«Questa non è una misura contro i critici ma in favore delle serate di gala» aveva detto il direttore del Festival di Cannes Thierry Fremaux a «Variety» per giustificare una delle nuove regole che verranno inaugurate da Cannes 71 il prossimo maggio – quella che sta facendo più discutere. E cioè l’eliminazione delle anteprime stampa per i film in concorso, o meglio dell’anticipo delle proiezioni riservate ai giornalisti rispetto alla premiere mondiale del film, con annessa sfilata del cast e degli ospiti famosi sul tappeto rosso, la cosiddetta montée des marches del Grand Théatre Lumiere, la più grande sala del Festival.

Secondo Fremaux, questa misura servirebbe a ripristinare il prestigio delle anteprime mondiali, senza «svilirle» con dei commenti, magari delle stroncature, che le precedono sul web e i social media a opera di chi ha già visto il film.
La reazione sdegnata di critici e giornalisti è culminata ieri in una lettera aperta della Fipresci (la federazione internazionale della stampa cinematografica) indirizzata a Fremaux, per chiedere lumi e fargli notare come la copertura giornalistica del Festival (e la fruizione da parte di chi ne legge sui giornali) venga seriamente compromessa da questa decisione. «Concordiamo sul fatto che i post irresponsabili sui social danneggino la vera natura della nostra professione, ma siamo preoccupati per il lavoro e la copertura del Festival da parte di critici e giornalisti.

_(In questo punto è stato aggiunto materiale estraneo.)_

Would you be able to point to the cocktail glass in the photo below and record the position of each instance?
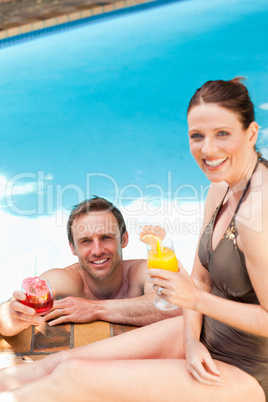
(163, 257)
(39, 295)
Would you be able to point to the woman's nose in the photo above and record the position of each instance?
(209, 146)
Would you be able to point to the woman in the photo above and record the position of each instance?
(219, 350)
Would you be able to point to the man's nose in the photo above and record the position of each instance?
(97, 247)
(209, 146)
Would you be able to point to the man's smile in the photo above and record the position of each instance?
(99, 261)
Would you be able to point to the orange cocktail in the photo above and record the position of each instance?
(163, 259)
(161, 255)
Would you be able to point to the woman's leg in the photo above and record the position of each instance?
(135, 381)
(162, 340)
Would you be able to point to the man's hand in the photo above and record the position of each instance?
(15, 316)
(200, 364)
(23, 313)
(72, 309)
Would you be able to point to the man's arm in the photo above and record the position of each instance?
(138, 311)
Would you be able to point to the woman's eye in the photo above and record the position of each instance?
(196, 136)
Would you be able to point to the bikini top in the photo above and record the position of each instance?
(226, 263)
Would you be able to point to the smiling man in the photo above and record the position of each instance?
(101, 285)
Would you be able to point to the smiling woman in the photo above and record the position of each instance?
(223, 132)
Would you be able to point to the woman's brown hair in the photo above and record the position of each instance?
(232, 95)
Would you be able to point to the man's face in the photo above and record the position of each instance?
(97, 243)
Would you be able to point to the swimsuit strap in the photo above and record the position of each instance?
(246, 188)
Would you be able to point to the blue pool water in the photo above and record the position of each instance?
(101, 109)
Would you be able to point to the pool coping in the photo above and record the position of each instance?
(36, 28)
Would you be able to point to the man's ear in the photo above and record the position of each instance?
(72, 248)
(124, 242)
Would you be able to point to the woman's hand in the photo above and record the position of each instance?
(200, 364)
(178, 287)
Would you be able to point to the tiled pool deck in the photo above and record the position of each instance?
(24, 18)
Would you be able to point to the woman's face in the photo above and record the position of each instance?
(219, 144)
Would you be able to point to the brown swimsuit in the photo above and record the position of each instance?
(228, 272)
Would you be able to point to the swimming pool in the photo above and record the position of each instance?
(100, 109)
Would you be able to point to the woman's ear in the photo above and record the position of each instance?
(72, 248)
(124, 240)
(253, 131)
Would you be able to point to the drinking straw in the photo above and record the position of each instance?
(35, 266)
(158, 249)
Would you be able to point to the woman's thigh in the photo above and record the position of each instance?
(139, 380)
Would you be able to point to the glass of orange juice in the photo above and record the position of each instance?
(162, 256)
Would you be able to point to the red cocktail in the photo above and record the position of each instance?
(38, 294)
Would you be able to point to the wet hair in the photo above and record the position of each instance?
(92, 205)
(232, 95)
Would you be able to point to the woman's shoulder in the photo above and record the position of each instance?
(215, 196)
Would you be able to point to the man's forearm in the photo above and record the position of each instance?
(137, 311)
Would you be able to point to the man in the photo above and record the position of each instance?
(100, 286)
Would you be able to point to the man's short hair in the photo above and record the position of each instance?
(95, 204)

Temiamo infatti che i cambiamenti, per come sono stati descritti sinora, favoriranno piuttosto le opinioni affrettate condivise sui social network e andranno a detrimento della qualità del lavoro dei critici professionisti».
Come spiega un’altra lettera aperta dell’associazione dei critici francesi, gli articoli sulla carta stampata uscirebbero, in alcuni casi, perfino 48 ore dopo la prima proiezione del film – dopo che se ne sarà già lungamente discusso sul web: «È quindi ragionevole temere che simili condizioni di lavoro incoraggino i redattori a pubblicare fotografie invece che testi, e a preferire un sistema di votazioni dei film a delle recensioni dettagliate».

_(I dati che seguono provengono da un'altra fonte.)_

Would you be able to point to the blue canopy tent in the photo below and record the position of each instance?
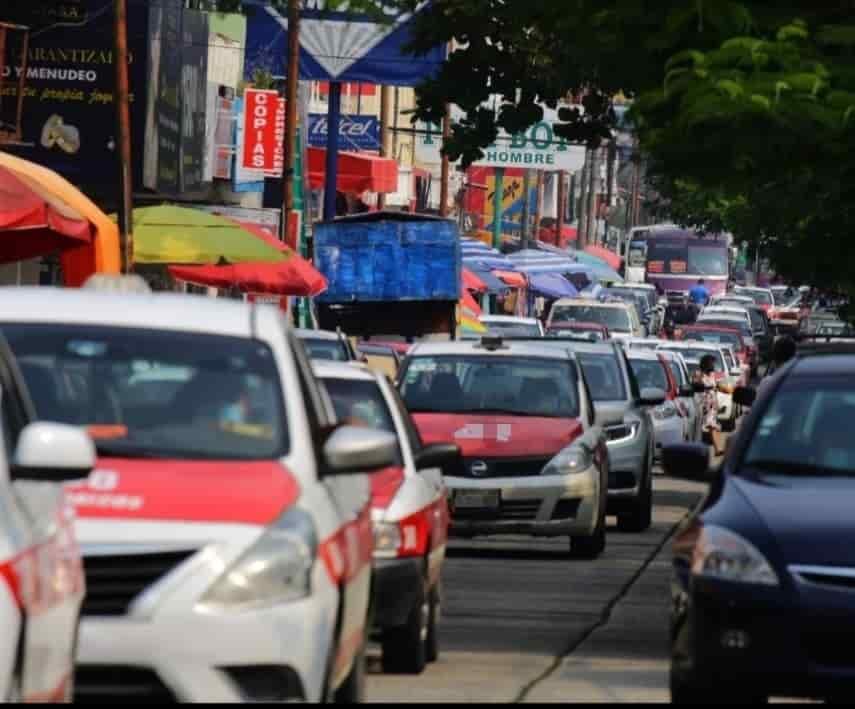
(552, 285)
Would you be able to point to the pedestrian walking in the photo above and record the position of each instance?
(705, 375)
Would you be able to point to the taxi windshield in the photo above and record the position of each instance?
(156, 394)
(516, 386)
(615, 319)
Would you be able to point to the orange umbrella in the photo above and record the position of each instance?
(471, 282)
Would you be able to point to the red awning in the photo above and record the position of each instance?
(610, 257)
(471, 282)
(296, 276)
(35, 222)
(357, 172)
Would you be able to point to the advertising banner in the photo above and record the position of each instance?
(69, 122)
(338, 46)
(537, 148)
(264, 131)
(355, 132)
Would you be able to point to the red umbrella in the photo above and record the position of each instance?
(295, 276)
(34, 222)
(471, 282)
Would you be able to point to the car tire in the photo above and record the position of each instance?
(405, 648)
(590, 547)
(433, 623)
(686, 692)
(352, 690)
(639, 516)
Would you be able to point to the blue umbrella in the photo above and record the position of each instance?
(552, 285)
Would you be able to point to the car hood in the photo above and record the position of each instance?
(810, 519)
(202, 491)
(499, 436)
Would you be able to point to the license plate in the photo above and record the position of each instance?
(477, 499)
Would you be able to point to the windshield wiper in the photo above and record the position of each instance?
(796, 468)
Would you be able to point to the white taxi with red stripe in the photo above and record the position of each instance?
(534, 458)
(410, 514)
(41, 577)
(226, 530)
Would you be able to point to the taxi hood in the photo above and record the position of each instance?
(202, 491)
(499, 436)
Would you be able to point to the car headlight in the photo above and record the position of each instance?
(569, 462)
(387, 539)
(665, 411)
(724, 555)
(621, 433)
(276, 569)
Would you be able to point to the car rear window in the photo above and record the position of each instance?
(156, 394)
(523, 386)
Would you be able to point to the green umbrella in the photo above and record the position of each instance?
(171, 234)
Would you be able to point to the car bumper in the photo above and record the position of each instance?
(278, 653)
(543, 505)
(396, 590)
(751, 638)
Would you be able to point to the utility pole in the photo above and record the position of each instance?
(290, 147)
(562, 198)
(526, 216)
(582, 239)
(123, 134)
(538, 206)
(384, 135)
(443, 186)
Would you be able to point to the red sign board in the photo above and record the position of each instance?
(264, 131)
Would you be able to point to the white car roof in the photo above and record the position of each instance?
(303, 332)
(510, 319)
(151, 311)
(474, 347)
(327, 369)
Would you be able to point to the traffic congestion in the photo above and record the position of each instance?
(407, 351)
(240, 478)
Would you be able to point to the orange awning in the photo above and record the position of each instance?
(357, 172)
(98, 254)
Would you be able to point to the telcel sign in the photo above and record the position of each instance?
(538, 148)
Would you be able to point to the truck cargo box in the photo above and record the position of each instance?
(388, 256)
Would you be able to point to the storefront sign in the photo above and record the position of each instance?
(538, 148)
(264, 131)
(355, 132)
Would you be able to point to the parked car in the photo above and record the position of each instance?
(624, 412)
(511, 325)
(226, 531)
(687, 399)
(669, 420)
(534, 459)
(619, 318)
(41, 575)
(327, 345)
(762, 570)
(596, 332)
(381, 357)
(409, 515)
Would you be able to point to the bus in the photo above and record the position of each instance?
(677, 258)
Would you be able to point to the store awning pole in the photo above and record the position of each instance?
(333, 121)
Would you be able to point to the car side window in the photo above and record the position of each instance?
(633, 382)
(413, 436)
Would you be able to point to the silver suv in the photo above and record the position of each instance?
(623, 410)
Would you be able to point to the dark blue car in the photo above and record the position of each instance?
(763, 588)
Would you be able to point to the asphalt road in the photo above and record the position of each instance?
(524, 622)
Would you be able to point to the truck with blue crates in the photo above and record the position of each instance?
(388, 273)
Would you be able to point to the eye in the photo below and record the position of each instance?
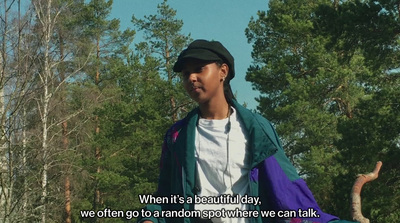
(198, 69)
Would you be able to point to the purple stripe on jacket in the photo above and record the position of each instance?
(284, 194)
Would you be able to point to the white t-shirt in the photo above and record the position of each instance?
(223, 166)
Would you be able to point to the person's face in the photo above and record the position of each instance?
(204, 80)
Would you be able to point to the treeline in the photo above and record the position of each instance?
(83, 110)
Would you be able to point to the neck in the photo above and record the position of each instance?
(217, 110)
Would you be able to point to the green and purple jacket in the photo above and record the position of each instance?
(272, 177)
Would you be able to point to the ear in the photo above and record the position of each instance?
(224, 71)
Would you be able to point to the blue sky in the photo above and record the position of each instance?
(221, 20)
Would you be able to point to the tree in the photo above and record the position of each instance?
(164, 41)
(313, 62)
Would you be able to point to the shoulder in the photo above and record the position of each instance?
(173, 131)
(252, 118)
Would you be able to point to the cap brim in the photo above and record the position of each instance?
(200, 54)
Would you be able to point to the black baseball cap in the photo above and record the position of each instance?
(207, 51)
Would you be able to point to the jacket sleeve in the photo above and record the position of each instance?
(282, 189)
(163, 184)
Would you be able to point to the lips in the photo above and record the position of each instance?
(195, 88)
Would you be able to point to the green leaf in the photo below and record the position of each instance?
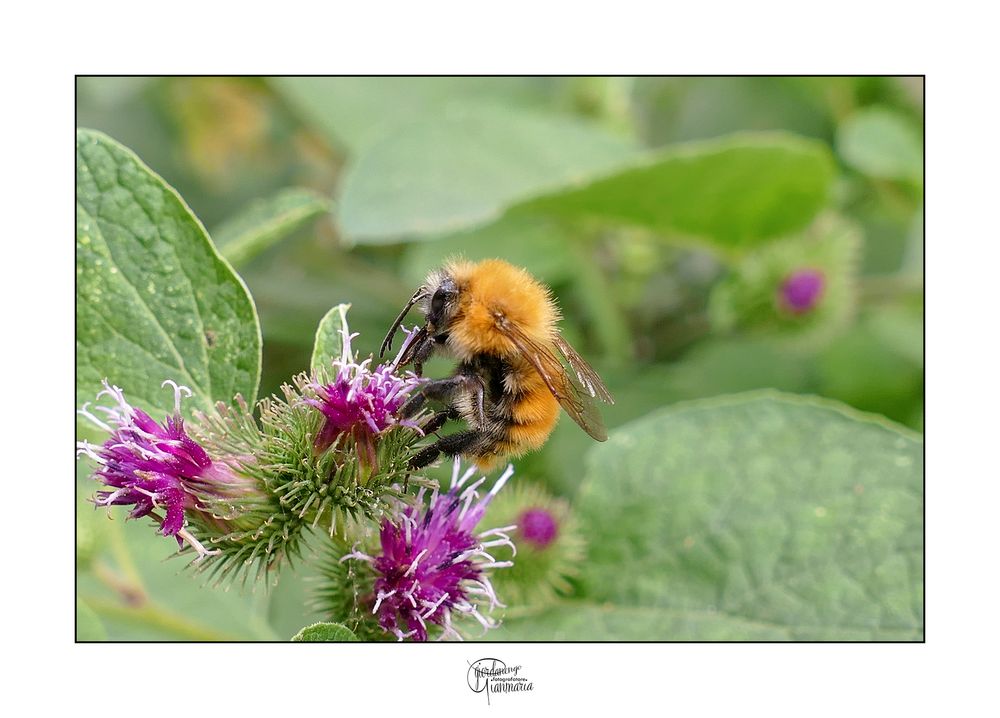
(541, 246)
(354, 110)
(329, 343)
(881, 143)
(465, 167)
(734, 193)
(586, 621)
(267, 221)
(757, 516)
(712, 367)
(88, 624)
(154, 299)
(325, 632)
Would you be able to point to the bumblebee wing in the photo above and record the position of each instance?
(589, 379)
(576, 400)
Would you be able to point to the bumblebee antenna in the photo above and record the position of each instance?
(387, 342)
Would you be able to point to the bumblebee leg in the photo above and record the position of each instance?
(451, 445)
(438, 420)
(443, 390)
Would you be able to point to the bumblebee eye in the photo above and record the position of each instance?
(437, 303)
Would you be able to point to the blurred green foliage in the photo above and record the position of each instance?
(631, 197)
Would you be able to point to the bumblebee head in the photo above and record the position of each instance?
(440, 303)
(438, 299)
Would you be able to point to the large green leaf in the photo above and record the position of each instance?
(266, 221)
(329, 343)
(355, 110)
(733, 193)
(464, 167)
(543, 247)
(154, 299)
(325, 632)
(882, 143)
(757, 516)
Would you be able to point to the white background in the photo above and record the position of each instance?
(44, 47)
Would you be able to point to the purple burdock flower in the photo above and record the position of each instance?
(432, 564)
(359, 401)
(538, 527)
(801, 290)
(156, 467)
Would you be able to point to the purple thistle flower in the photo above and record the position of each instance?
(156, 466)
(801, 290)
(538, 527)
(432, 564)
(359, 401)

La complessità del programma , continua la lettera, penalizza anche la possibilità di fare interviste al regista e al cast dei film in modo non superficiale: avendo cioè visto il loro lavoro prima di fare le domande. E inoltre: perché dovremmo credere che chi parteciperà alle serate di gala non andrà poi sui social a dire la sua sul film?
«La vera stampa e i social network non sono la stessa cosa! – aveva detto ancora Fremaux in difesa della sua scelta – appartengo a una generazione che non mette sullo stesso piano un tweet e un serio articolo pubblicato da un critico».

L’ironia della sua apologia della stampa «seria» – già divisa sulla croisette in base a un sistema di caste simil-indiane – sta nel fatto che sono proprio le riflessioni ragionate sui film a venire ulteriormente penalizzate da questa scelta di «ridare lustro» alle serate di gala, a tutto favore di liquidatorie «cagate pazzesche» di fantozziana memoria.